Quem já não quebrou a cara ao confundir temperamento e caráter? Quantos temperamentos indomáveis ou fora dos padrões de salamaleques que a sociedade impõe até mesmo como código de sobrevivência se revelaram muito mais confiáveis que os detentores de caráter esculpido com maquiavelismo sobre a fortaleza de temperamento plácido?


Temperamento e caráter não são porções excludentes da personalidade. Não existe uma parede genética nem de usos e costumes que divida previamente temperamento e caráter. Um temperamental tanto pode ter bom como mau caráter. Um temperamento mais suave também não está fora da faixa que divide bom e mau caráter.


A dificuldade é detectar o bom e o mau caráter. Leva tempo até que a máscara caia. Pequenas atitudes geralmente o denunciam. O confronto de informações, a observação atenta dos relacionamentos, a segurança de opinião, os laços de lealdade, tudo isso pesa e pesa muito quando se pretende distinguir alhos de bugalhos. Generosidade de tratamento costuma reunir também a contraface de porta de entrada a ciladas de portadores de caráter que o tempo provará desajustado. A porta de saída é o desencanto, quando não a prostração.


A competitividade destes tempos, sobretudo numa região economicamente esfacelada como o Grande ABC, expõe procedimentos pessoais que definem o lado ao qual pertencem os agentes sociais.


Em períodos de dinamismo econômico, como o Grande ABC viveu durante 40 anos, desde a chegada da indústria automobilística, a fartura de oportunidades e a mobilidade social conceberam uma sociedade menos fragmentada.


As últimas duas décadas de esvaziamento econômico dilaceraram os laços de civilidade.
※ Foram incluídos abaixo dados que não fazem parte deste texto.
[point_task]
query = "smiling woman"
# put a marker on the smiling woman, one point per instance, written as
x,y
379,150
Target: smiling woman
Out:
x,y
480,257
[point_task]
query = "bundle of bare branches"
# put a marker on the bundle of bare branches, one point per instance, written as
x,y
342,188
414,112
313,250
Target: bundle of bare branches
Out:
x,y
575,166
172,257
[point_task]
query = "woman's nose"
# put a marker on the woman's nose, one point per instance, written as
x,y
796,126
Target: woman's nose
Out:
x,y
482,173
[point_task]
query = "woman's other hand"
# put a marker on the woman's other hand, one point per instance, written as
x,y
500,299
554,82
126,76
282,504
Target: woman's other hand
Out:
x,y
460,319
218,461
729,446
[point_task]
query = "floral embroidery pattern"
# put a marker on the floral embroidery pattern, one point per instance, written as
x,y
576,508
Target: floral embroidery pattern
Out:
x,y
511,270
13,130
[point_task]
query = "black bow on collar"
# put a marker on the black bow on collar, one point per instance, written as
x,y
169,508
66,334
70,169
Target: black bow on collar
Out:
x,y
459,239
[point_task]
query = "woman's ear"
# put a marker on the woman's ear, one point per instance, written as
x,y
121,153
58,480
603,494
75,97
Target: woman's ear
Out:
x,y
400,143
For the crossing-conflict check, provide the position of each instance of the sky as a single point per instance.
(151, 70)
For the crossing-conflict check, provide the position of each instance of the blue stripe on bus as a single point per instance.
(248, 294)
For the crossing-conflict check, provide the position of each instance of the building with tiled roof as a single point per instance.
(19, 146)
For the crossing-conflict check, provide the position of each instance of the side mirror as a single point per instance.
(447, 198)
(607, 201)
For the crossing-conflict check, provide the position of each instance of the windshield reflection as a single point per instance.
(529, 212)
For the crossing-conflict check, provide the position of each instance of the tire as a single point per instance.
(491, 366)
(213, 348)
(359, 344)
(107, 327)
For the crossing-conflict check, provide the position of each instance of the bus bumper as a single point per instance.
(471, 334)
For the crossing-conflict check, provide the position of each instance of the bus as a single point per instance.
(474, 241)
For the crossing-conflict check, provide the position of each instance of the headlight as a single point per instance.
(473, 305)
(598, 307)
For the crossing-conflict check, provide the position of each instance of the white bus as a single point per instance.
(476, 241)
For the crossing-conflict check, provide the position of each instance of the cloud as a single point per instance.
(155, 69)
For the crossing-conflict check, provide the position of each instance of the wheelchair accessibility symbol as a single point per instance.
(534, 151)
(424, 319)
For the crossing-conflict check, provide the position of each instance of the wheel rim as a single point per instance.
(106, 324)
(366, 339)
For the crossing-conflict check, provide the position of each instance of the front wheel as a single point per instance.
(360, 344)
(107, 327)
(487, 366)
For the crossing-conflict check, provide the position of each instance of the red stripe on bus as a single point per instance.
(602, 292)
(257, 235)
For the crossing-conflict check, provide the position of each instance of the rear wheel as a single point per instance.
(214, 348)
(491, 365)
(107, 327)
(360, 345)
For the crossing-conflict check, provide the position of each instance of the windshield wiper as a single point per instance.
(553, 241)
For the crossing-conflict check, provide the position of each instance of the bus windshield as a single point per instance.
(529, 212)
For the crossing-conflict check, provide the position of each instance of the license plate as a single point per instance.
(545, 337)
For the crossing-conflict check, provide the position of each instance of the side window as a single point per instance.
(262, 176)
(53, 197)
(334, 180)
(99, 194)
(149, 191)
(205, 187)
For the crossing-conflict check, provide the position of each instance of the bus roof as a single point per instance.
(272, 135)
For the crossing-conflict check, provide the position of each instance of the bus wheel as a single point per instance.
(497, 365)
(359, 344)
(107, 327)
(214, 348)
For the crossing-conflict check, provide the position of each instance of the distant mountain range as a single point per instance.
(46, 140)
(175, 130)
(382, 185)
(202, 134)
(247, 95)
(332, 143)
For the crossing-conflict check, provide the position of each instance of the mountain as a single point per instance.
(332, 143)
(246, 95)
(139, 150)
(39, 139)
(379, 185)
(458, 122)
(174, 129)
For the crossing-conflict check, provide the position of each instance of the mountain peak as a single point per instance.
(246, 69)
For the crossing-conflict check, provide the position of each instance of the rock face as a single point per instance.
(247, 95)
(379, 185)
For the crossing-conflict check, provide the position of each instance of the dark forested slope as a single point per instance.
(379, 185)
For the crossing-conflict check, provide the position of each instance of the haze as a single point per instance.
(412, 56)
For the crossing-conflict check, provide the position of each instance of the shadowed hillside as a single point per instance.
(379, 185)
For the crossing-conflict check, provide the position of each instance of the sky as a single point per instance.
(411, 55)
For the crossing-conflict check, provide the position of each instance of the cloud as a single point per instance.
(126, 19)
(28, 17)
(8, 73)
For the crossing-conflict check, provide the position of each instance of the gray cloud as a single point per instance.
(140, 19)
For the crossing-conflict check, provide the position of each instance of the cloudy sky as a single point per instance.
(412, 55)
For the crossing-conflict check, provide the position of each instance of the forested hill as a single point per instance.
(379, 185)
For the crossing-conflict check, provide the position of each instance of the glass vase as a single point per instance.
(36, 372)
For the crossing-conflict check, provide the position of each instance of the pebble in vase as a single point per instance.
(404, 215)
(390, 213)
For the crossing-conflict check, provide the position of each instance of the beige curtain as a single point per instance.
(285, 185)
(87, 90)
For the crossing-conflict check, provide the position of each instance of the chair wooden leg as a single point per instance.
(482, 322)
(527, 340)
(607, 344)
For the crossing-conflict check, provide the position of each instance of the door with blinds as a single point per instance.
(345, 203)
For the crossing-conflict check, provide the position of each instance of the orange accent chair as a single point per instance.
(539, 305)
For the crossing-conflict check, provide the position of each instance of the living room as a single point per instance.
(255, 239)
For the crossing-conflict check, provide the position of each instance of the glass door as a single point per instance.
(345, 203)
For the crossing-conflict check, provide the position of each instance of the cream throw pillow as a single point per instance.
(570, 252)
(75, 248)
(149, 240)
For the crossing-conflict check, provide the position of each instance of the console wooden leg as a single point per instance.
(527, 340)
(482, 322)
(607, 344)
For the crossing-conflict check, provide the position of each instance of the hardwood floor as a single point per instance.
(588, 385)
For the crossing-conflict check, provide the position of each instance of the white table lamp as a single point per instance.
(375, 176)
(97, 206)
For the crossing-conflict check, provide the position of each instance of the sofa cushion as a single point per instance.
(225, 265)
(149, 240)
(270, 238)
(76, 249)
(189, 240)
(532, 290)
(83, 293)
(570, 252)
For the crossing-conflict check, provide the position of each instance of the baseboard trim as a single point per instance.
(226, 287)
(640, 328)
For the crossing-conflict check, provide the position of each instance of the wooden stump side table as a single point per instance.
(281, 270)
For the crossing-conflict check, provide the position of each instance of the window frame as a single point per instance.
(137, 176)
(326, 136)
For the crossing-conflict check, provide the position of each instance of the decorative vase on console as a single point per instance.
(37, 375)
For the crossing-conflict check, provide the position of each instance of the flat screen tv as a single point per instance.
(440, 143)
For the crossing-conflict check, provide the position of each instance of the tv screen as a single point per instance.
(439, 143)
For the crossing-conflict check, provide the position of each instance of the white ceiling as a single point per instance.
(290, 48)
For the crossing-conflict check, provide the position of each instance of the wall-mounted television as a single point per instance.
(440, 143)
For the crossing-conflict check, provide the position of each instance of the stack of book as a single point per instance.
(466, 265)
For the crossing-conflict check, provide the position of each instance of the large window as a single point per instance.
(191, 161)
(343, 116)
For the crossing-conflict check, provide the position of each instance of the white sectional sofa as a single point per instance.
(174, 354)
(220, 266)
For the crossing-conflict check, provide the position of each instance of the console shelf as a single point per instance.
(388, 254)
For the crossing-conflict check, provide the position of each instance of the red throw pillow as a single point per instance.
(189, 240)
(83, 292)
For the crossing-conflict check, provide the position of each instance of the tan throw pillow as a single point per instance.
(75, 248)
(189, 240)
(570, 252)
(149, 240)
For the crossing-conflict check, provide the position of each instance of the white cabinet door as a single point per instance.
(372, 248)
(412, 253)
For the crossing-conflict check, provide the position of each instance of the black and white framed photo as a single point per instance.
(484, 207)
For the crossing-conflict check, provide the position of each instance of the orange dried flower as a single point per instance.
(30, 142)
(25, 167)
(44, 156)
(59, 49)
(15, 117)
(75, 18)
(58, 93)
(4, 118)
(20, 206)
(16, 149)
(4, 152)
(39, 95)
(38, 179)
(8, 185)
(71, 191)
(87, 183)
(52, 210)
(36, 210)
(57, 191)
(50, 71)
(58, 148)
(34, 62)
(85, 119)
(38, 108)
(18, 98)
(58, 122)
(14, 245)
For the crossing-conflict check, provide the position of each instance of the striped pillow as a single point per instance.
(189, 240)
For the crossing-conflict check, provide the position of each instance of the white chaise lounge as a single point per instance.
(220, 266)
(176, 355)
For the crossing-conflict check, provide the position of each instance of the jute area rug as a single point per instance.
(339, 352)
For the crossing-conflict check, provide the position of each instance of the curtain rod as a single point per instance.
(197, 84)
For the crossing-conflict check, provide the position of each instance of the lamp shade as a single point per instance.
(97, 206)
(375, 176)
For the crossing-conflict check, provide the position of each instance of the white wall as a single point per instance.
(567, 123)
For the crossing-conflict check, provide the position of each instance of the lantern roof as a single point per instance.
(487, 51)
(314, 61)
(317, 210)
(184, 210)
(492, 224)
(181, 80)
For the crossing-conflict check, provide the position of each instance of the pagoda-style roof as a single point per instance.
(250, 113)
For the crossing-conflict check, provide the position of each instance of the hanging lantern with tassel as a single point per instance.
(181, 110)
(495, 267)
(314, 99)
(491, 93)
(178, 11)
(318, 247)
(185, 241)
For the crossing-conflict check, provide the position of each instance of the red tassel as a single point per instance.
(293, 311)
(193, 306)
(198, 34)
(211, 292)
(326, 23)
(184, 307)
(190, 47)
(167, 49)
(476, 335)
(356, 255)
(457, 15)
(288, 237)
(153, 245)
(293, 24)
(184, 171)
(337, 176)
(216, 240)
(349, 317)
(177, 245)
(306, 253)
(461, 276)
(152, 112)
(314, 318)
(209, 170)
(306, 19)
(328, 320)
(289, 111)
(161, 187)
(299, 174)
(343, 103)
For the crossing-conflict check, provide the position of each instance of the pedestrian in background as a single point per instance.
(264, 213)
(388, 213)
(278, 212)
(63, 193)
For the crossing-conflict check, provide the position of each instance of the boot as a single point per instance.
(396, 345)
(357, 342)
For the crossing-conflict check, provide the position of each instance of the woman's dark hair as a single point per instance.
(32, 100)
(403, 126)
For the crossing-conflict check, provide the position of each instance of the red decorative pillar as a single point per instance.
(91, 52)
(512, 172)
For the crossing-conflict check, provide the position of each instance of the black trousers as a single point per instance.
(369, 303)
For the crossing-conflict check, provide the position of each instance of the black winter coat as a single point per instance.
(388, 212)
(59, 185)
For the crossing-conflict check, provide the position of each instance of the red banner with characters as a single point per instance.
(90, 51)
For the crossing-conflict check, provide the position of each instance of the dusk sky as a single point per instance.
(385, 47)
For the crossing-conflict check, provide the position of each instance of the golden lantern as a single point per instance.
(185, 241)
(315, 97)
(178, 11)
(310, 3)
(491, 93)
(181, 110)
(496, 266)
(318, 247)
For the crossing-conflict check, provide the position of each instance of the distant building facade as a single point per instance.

Pratica-se despudorado salve-se-quem-puder. O toma-lá-dá-cá consagrado na política, campo aberto à flexibilidade ética, já caiu em desuso por aqui. Prevalece o dá-cá-e-estamos-conversados.


Somente um estudo sociológico poderia aferir com certo grau de precisão até que ponto a sociedade do Grande ABC mergulhou no pântano do individualismo predatório e incontrolável, gerador de anomalias diversas que poderiam ser resumidas numa única palavra — oportunismo.


O futuro só a Deus pertence mesmo, porque vivemos numa comunidade que não enxerga um palmo à frente do nariz de responsabilidade social. As exceções só confirmam a regra.


Vale mais a aparência de suposto bom caratismo de ocasião do que o inconformismo do temperamento menos adocicado à situação.


No vale-tudo econômico e social de sustentação, manutenção ou recuperação de territórios individuais postos em xeque pelo rebaixamento da qualidade de vida no Grande ABC, o aqui e agora ganha muito mais força, embora contrate inevitavelmente o desencanto do amanhã.


E assim retroalimenta-se o processo de raquitinização das relações sociais.